Transmission line circuit and equation for an electrolyte-filled pore of finite length

TL;DR

This paper explores the relationship between transmission line equations and circuit models for electrolyte-filled pores, deriving boundary conditions and relaxation times that unify physical and circuit perspectives.

Contribution

It demonstrates how boundary conditions and relaxation times in electrolyte-filled pores can be derived from both transmission line equations and circuit models, unifying physical and electrical descriptions.

Findings

Robin and Neumann boundary conditions emerge naturally in circuit models.

Relaxation time τ is consistently derived from multiple approaches.

Approximation of τ matches numerical results from previous studies.

Abstract

I discuss the strong link between the transmission line (TL) equation and the TL circuit model for the charging of an electrolyte-filled pore of finite length.

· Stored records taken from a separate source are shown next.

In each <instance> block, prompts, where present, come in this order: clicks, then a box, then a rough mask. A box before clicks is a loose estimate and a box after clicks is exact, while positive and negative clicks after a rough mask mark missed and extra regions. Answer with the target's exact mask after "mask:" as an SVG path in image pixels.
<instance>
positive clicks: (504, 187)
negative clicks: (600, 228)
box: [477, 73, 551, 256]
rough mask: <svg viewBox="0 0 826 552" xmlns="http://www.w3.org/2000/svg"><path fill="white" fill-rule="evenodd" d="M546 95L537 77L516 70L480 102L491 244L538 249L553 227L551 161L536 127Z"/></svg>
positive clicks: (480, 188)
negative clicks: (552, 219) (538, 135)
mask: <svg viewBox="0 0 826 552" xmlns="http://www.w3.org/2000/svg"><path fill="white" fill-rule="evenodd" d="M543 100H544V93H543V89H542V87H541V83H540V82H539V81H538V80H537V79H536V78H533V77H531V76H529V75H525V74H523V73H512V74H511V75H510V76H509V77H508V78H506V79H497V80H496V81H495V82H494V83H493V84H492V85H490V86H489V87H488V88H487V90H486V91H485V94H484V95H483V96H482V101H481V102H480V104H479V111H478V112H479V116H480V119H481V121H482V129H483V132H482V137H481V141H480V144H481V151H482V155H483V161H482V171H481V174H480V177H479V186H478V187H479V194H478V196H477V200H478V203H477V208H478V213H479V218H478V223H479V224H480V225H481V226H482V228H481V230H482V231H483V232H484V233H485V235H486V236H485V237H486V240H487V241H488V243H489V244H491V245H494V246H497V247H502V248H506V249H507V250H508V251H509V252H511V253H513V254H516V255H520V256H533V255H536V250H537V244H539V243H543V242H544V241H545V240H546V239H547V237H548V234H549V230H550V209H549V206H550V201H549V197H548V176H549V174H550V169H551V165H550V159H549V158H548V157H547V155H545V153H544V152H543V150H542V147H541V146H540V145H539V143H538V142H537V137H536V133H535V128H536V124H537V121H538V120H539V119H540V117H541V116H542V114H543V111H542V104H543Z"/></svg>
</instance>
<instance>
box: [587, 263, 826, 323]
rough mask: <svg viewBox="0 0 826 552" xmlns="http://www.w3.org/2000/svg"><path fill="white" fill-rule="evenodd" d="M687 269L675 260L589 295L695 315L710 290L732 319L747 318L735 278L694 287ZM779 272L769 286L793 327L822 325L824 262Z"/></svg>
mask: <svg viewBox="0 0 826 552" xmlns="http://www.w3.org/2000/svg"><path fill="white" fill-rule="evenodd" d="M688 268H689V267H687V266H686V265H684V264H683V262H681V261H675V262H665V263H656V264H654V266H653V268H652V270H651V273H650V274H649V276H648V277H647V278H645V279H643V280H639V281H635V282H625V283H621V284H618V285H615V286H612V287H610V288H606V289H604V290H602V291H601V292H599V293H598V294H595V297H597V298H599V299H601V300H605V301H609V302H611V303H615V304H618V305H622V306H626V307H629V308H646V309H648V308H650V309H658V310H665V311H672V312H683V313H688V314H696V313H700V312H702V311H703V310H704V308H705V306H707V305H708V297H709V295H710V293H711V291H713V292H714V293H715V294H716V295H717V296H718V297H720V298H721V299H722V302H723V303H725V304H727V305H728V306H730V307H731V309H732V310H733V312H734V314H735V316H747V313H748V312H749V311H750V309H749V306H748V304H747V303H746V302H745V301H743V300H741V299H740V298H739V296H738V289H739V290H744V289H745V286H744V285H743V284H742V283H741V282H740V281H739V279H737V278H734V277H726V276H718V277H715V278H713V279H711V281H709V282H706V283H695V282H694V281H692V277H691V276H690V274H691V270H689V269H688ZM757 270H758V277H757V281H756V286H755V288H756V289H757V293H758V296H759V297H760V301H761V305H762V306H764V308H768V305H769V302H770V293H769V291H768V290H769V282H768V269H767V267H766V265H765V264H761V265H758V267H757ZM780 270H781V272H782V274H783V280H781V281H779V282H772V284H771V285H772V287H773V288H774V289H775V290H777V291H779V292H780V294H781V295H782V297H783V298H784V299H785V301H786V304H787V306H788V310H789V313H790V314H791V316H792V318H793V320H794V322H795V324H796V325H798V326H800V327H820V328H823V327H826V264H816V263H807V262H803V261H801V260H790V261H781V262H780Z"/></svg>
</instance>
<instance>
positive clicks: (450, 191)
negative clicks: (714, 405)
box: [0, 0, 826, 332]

In particular, I show how Robin and Neumann boundary conditions to the TL equation, proposed by others on physical grounds, also emerge in the TL circuit subject to a stepwise potential. The pore relaxes with a timescale $\tau$, an expression for which consistently follows from the TL circuit, TL equation, and from the pore's known impedance. An approximation to $\tau$ explains the numerically determined relaxation time of the stack-electrode model of Lian et al. [Phys. Rev. Lett. 124, 076001 (2020), arXiv:1911.09924].